# Eagle Festival On The Skagit



## WACOUGAR (Dec 20, 2006)

After years of wanting to do this, we are finally heading up to the Eagle Festival in Concrete, WA the first weekend in Feb. We are going to be staying at Howard Miller Steelhead Park. One of the highest concentrations of Bald Eagles is along this stretch of the Skagit this time of the year as they are feeding on the dead salmon. It is quite a sight. This will only be the second time out with the trailer so we are excited on two counts. If your in the area, come on up.

Kelly


----------



## wolfwood (Sep 19, 2005)

*PICTURES PLEASE!!!*

(What a great opportunity to catch that winning photo for the 1st Outback Photo Contest!!)


----------



## PDX_Doug (Nov 16, 2004)

Have a great trip, Kelly!
And be sure to bring us some pictures!









Oh yeah... dress warm!

Happy Trails,
Doug


----------



## mswalt (Sep 14, 2004)

Sounds like a great adventure! Enjoy.

Mark


----------



## NobleEagle (Jul 8, 2006)

I for one would like to request a lot of pictures please. I collect everything Bald Eagle and would really appreciate as many pictures as you can take. Thanks in advance.
Paul
a.k.a. NobleEagle


----------



## WACOUGAR (Dec 20, 2006)

We will do our best to take as many pictures as possible. Fortunately my DH is an avid photographer so is really looking forward to this photographic opportunity. I have heard that if you take the river float trips that are available, you have the opportunity to see up to about 100 eagles. I hope we are so lucky.

Kelly


----------



## TrainRiders (Jan 10, 2006)

This looks like fun.
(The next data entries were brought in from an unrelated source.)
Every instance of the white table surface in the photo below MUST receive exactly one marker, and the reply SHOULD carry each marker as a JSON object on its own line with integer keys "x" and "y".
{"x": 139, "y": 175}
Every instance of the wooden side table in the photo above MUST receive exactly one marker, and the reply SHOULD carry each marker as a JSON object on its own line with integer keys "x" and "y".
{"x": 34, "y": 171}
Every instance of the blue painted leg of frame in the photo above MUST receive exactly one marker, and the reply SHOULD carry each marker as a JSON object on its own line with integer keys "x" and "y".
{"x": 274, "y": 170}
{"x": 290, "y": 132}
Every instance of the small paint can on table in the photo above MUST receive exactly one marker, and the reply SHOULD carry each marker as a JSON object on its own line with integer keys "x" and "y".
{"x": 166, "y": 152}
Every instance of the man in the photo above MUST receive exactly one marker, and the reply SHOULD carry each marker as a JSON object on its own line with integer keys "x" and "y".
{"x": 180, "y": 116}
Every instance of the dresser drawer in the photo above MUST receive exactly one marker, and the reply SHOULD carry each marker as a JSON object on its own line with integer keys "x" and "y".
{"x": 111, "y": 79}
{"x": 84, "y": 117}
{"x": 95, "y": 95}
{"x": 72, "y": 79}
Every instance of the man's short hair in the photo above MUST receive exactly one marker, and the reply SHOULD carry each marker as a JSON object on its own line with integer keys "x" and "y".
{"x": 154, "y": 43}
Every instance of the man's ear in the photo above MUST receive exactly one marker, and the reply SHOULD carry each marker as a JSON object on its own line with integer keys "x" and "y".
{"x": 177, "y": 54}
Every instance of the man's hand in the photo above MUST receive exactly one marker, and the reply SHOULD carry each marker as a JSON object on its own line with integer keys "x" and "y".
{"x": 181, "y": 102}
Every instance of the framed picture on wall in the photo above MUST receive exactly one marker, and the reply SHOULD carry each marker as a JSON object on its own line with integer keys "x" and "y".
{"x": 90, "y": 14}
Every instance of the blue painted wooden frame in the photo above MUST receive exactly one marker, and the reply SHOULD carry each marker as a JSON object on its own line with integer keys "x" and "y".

We are checking our calendar and may be joining you for a weekend of eagle watching.

We did a float trip a couple years ago, and I've taken a day trip to take eagle photos on other years. Its amazing to see those birds up close on the river. I'll let you know which days we are up there and hope to see you.

I think 1 OB and 1 SOB makes a rally, so this might count as the first PNW rally of the year.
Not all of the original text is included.